Hong Kong is by far China’s most important financial hub and HSBC is the centrepiece institution.

Some argue that to Beijing, the idea of simply leaving the city’s most valuable asset in Western hands could be a risk that is too big to take.

The example of Russia’s economic isolation following the invasion of Ukraine is a case in point.

Should a similar geopolitical crisis emerge involving China – not an impossibility given the tensions around Taiwan and the South China Sea – having a grip on one of Asia’s top banks will be vital.

In this sense, HSBC is dealing with an existential crisis that dates back to its founding in Hong Kong under British rule.

For most of its 158-year history, the Hong Kong and Shanghai Banking Corporation – as it was originally known – has had a long-distance relationship with the UK.

In fact, HSBC only became a major UK High Street player in the 1990s, when it bought Midland Bank and moved its headquarters to London in 1993. To this day, HSBC even prints the bank notes in Hong Kong.

“There is a jarring gap between HSBC’s centre of gravity in Hong Kong and its subservience to regulators in Britain,” says Steve Vickers, a corporate risk consultant based in Hong Kong. “This is an accident of history and a remnant of the colonial era.”

A small taste of this came in 2020, when the Bank of England directed HSBC and other British lenders to stop paying out dividends to shareholders because of the pandemic.

This enraged ordinary shareholders in Hong Kong, who own about a third of HSBC’s shares and many of whom rely on the payments for their retirement funds.

From the Chinese mainland perspective, it was a simple but stark illustration of the power of officials on the other side of the world.

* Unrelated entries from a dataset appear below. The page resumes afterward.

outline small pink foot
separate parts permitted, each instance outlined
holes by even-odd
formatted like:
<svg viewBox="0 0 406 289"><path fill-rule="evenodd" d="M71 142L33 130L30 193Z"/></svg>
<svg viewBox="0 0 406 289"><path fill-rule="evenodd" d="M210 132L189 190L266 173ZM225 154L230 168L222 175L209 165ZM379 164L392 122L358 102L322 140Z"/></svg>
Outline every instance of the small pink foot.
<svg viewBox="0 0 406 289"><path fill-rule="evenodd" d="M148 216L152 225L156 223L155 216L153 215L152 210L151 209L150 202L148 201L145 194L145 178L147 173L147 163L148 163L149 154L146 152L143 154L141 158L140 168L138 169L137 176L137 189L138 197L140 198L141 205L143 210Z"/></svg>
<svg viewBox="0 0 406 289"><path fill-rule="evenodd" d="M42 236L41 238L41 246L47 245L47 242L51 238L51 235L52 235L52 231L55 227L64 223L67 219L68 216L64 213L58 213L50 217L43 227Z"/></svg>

Asia may generate the money, but ultimately London calls the shots.

This is not a situation either Ping An or China wants to be in. It may explain why Ping An is pushing HSBC so hard and so publicly with the kind of shareholder activism that is normally associated with Western investors.

“A more assertive China is now unafraid to project itself in the international business arena,” says Steve Vickers. “But they have to tread very carefully with HSBC – the stakes are high.”